At Timeraiser 2018, artist/philanthropist David Crinshaw was showcasing some of his signature gigantic 1-of-a-kind t shirts. Swallowing the wearer, and covered in brilliant brushstrokes. David’s shirts were displayed not only on models walking around the event but also on a large, to-scale versions of a metal clothing rack that was commissioned by Mr. Crinshaw. A beat up but well-loved white car was parked in the display, emanating a red light and various forms of smoke. This is where I met the assistant to Mr. Crinshaw, Nate Sasche, who explained to me that while the mogul Mr. Crinshaw was currently sailing around Thailand on one of his many yachts, he and I would be conducting the interview via phone conversation. I was honoured and humbled to be talking to the legendary David Crinshaw about many topics including art, inspiration, the industry, and the dance that is fashion.

Above: The author and Nate Schashe, assistant and self-described “coffee gopher” to Mr Crinshaw, speaking with Mr Crinshaw on the phone.

How did you get the idea for your most popular medium, your oversized t shirts?

Painting on our 20 xl’s makes them one of a kind, so we’re creating an original piece that is essentially unwearable. While we’ve been working with the shirts for a while, I find that it is a perfect combination of art and fashion.

What interests you about blending those two mediums?

I feel that fashion is equally a rise to the occasion of the demands of culture, participating in interactions socially, but also art. I feel like the art comes through in trying yourself to the nuance of the everyday. What is current? What is relevant? It’s equally as performative as it is an artistic enterprise.

Above: The 20xl t-shirts hanging on the giant rack.

Andy Warhol once said that fashion is more art than art is. Do you feel as though this resonates with your work?

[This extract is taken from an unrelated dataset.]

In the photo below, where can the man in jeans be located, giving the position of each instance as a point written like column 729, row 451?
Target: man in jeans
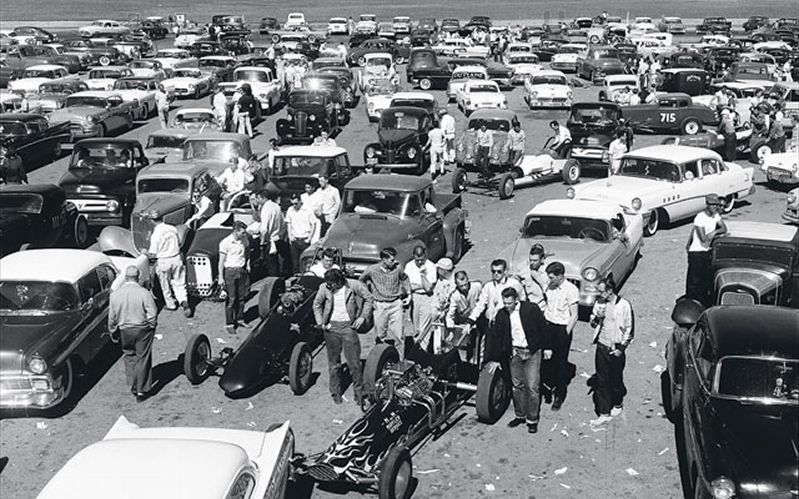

Sometimes with art, new ideas are preaching to the choir. There are no more risks to be had. Fashion has a much more avant-garde nature because it has a lot more of an immediacy and relevance to pop culture. Art was traditionally consumed in the 20th century as a wall piece. Now, young people are not consuming art in the same ways. We don’t own property, so there is much more of a relevance with fashion because you can immediately wear it, and it becomes our property.

In terms of use value, the immediacy is in the art that is wearable, because you’re not bound by gallery walls and artificial constructs. You can immediately enact it, take it out, and be seen.

What does art mean to you?

Why are we alive? What is the meaning of life? Art. If we are infinitesimal organisms that observe reality and are bound to the confines of being born and born again, then the only excuse that we have – the justifications for being alive – is to create and experience art. Science is very important too. Life is about art, and understanding what it means to proceed in the nature of ourselves.

What does fashion mean to you?

Anyone can dress well, and anyone can have confidence. If I had enough confidence, I could go to an event and convince someone there that they were dressed incorrectly but I was dressed correctly. But what fashion really means is to have a certain aura. There are people that are followers, and there are people that are artists. The imperative is not to be one or the other… The joy is the experimentation that comes from conversations.

If you feel something good from wearing or doing something, you should trust your instinct. There is no dialogue between what is in vogue and what feels right – and that is the dance that is fashion.